Established in 1979 by John Greif III, Tropic Air began with a single aircraft and two employees. With its base in San Pedro, over the years Tropic Air has grown to be an important transport provider in Belize; with IATA certification, the airline provides domestic services on the mainland and islands of the country.
Aside from providing passenger services, the airline is also an active cargo transporter, operating in the same fashion as charter airlines. Tropic Air daily transports items from mail and packages to larger supplies.

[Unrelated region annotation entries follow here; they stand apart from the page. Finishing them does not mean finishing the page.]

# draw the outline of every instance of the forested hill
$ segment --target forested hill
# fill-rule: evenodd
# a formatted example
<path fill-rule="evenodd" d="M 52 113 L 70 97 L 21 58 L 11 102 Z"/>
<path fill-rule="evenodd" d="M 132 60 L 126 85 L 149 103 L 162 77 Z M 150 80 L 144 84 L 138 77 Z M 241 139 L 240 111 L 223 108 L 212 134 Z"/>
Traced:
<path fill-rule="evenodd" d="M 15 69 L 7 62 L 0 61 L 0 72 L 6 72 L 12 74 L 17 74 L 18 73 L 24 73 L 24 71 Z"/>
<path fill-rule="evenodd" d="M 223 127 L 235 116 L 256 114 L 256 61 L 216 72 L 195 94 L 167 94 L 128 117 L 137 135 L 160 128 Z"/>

It operates a fleet of 15 Cessna 208B Grand Caravan aircraft along with two Cessna T182T’s – each with a capacity of between three to fourteen passengers. The airline is also looking to increase its fleet of Caravans in the near future.
Destinations covered by the airline in Belize include John Greif II airport, Sir Bowen Municipal and Philip S.W. Goldson International. Tropic also extends its operations to other countries in the region such as Guatemala and Honduras.
Similar to Tropic Air, Maya Island Air also provides domestic passenger services along with charter and cargo services. Started in 1962 as Maya Airways, it was established to replace the coloniser established British Honduras Airways that grew defunct in 1961. Maya Airways fused with Island Air in 1997 to form the modern Maya Island Air.
With its main hub, a Philip S.W. Goldson International, the airline’s main offices are found at Belize City Municipal Airport. The airline provides over 250 daily scheduled flights to nine domestic destinations including the two airports of Belize City, Caye Caulker, Caye Chapel and Placencia among others. Furthermore, the airline offers flights to Guatemala and Honduras along with providing private charter services.
Its fleet of 13 planes consists predominantly of light aircraft such as eight Cessna 208B Caravan, a Cessna 182S and a Gippsland GA-8 Airvan.
Overall Belize has developed an adequate airport infrastructure to accommodate for locals and tourists alike looking to navigate the country. And whilst its two charter-esque airlines provide decent services on the domestic and regional fronts, there is a void in passenger and cargo services in the aviation marketplace.
As Belize grows in popularity as a tourist destination, it could benefit immensely with the addition of a flag-carrier airline along with a private sector that operates jets instead of light aircraft. Only then can it see higher traffic and spread its outreach to international destinations beyond Central America and the Caribbean.